The speakers said that chemical industry provides key linkages in terms of products and technical solutions to several downstream industries like engineering, automotive, consumer durables, food processing, etc.


They were of the view that the global chemicals industry is the largest manufacturing industry in the world, with sales of $2.5 trillion in 2010.


They said that Pakistan’s industry is facing pressures from globally competitive markets. In view of these circumstances the challenges of enhancing, as well as modernizing, a National Innovation System (NIS) has become very important.


The history of industrial development proves that the highly industrialized countries like UK, France, Germany and the US, achieved their status after several centuries of continuous effort.


Japan, however, took a shorter time than the Europeans to achieve its status as an industrialized country. while other newly industrialized countries (NIC’s) of Southeast Asia, such as Singapore, Taiwan and Hong Kong, have also shown similarly remarkable progress in an even shorter time span.


Other countries like Indonesia, Malaysia and Thailand, as well as China, India and Brazil, have exhibited what is termed as miracles. Their achievements have also been spectacular and unparalleled in history.
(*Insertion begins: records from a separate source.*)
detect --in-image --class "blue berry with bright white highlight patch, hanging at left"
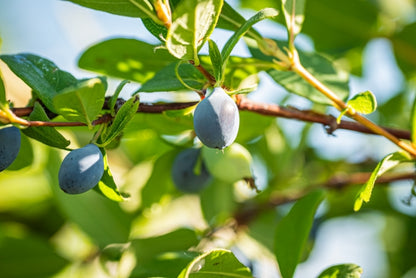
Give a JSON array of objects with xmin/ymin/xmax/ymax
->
[{"xmin": 58, "ymin": 144, "xmax": 104, "ymax": 194}]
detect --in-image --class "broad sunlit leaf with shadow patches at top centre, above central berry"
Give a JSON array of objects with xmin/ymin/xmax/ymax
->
[{"xmin": 166, "ymin": 0, "xmax": 223, "ymax": 65}]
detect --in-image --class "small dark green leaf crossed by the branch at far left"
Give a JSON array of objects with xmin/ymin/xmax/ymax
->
[{"xmin": 22, "ymin": 102, "xmax": 70, "ymax": 149}]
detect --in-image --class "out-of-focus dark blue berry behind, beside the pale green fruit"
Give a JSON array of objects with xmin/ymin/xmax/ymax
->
[{"xmin": 171, "ymin": 149, "xmax": 212, "ymax": 193}]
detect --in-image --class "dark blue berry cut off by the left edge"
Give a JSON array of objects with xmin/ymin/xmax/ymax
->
[{"xmin": 0, "ymin": 126, "xmax": 21, "ymax": 172}]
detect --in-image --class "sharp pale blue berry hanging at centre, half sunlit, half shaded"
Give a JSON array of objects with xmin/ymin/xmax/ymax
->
[{"xmin": 194, "ymin": 87, "xmax": 240, "ymax": 149}]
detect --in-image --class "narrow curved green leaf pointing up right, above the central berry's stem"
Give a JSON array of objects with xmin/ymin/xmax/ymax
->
[{"xmin": 221, "ymin": 8, "xmax": 278, "ymax": 66}]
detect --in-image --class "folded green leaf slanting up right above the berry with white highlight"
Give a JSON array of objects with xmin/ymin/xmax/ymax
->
[{"xmin": 102, "ymin": 97, "xmax": 140, "ymax": 145}]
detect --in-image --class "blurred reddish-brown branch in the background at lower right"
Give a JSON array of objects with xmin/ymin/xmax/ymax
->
[{"xmin": 234, "ymin": 172, "xmax": 416, "ymax": 226}]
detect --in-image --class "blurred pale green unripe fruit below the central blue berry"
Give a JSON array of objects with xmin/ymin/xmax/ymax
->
[{"xmin": 202, "ymin": 143, "xmax": 252, "ymax": 183}]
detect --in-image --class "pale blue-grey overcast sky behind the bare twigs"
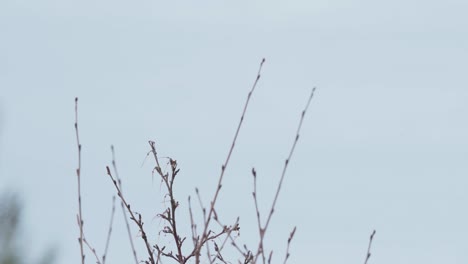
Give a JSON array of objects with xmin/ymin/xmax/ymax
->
[{"xmin": 0, "ymin": 0, "xmax": 468, "ymax": 264}]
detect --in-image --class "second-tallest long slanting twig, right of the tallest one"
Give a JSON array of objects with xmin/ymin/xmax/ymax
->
[{"xmin": 254, "ymin": 87, "xmax": 315, "ymax": 263}]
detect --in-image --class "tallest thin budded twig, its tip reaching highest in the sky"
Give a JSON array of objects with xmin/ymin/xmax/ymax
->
[{"xmin": 195, "ymin": 59, "xmax": 265, "ymax": 263}]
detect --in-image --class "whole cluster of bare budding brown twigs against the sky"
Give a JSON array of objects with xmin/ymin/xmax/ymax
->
[{"xmin": 71, "ymin": 59, "xmax": 375, "ymax": 264}]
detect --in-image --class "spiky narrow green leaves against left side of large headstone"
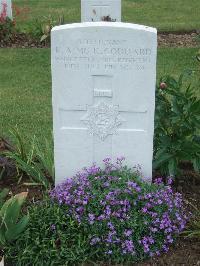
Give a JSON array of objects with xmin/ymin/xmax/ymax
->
[{"xmin": 3, "ymin": 129, "xmax": 54, "ymax": 189}]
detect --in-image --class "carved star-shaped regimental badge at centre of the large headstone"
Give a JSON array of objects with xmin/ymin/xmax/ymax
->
[{"xmin": 81, "ymin": 102, "xmax": 123, "ymax": 141}]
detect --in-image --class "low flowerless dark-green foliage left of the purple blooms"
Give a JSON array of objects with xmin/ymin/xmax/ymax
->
[{"xmin": 5, "ymin": 199, "xmax": 88, "ymax": 266}]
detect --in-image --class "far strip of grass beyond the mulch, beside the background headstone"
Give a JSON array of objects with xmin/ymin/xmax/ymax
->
[{"xmin": 13, "ymin": 0, "xmax": 200, "ymax": 31}]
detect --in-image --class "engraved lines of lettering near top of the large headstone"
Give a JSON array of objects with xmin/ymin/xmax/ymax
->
[{"xmin": 55, "ymin": 39, "xmax": 152, "ymax": 71}]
Their leaders took strategic decisions that eventually led to the desired transformation. These countries paid special attention to the development of their NIS, which formed an important aspect of their economic structure and institutional setups, which had a positive impact on human resource development, and also enhanced and improved their systems of production, marketing and associated sub-systems. These factors formed the basis of these countries’ innovative technologies.


In Pakistan, R&D institutions, universities and industry work in isolation and are completely divorced from each other’s activities. Unfortunately, no effort has so far been made by the public or private sector to develop public- private partnership in order to integrate the activities of various sectors of economy.


Various models for the utilization of local or imported technologies for commercialization have been proposed. However, the diffusion model is considered the most appropriate first step for development, given the present situation in Pakistan. One aspect of this model is designed to facilitate learning, train the labour force to high technical standards, absorb locally developed or imported technology, and to solve production problems related to energy and productivity improvements in the chemical industry, by introducing reverse engineering techniques as a first step towards the development of a NIS


Process science and engineering technology (PS&ET) is the foundation for the development of the chemical industry. The development and application of PS&ET is rather fragmented in Pakistan at present. In order to meet the goals of “Chemical Industry Development - Vision 2030”, it is absolutely essential for Pakistan to enhance its PS&ET capabilities, as this is an important component of a NIS. The performance of various elements of this system in Pakistan have been critically examined, and a coherent strategy for the integration of available facilities has been proposed, in order to achieve the objectives of “Chemical Industry Development - Vision 2030”.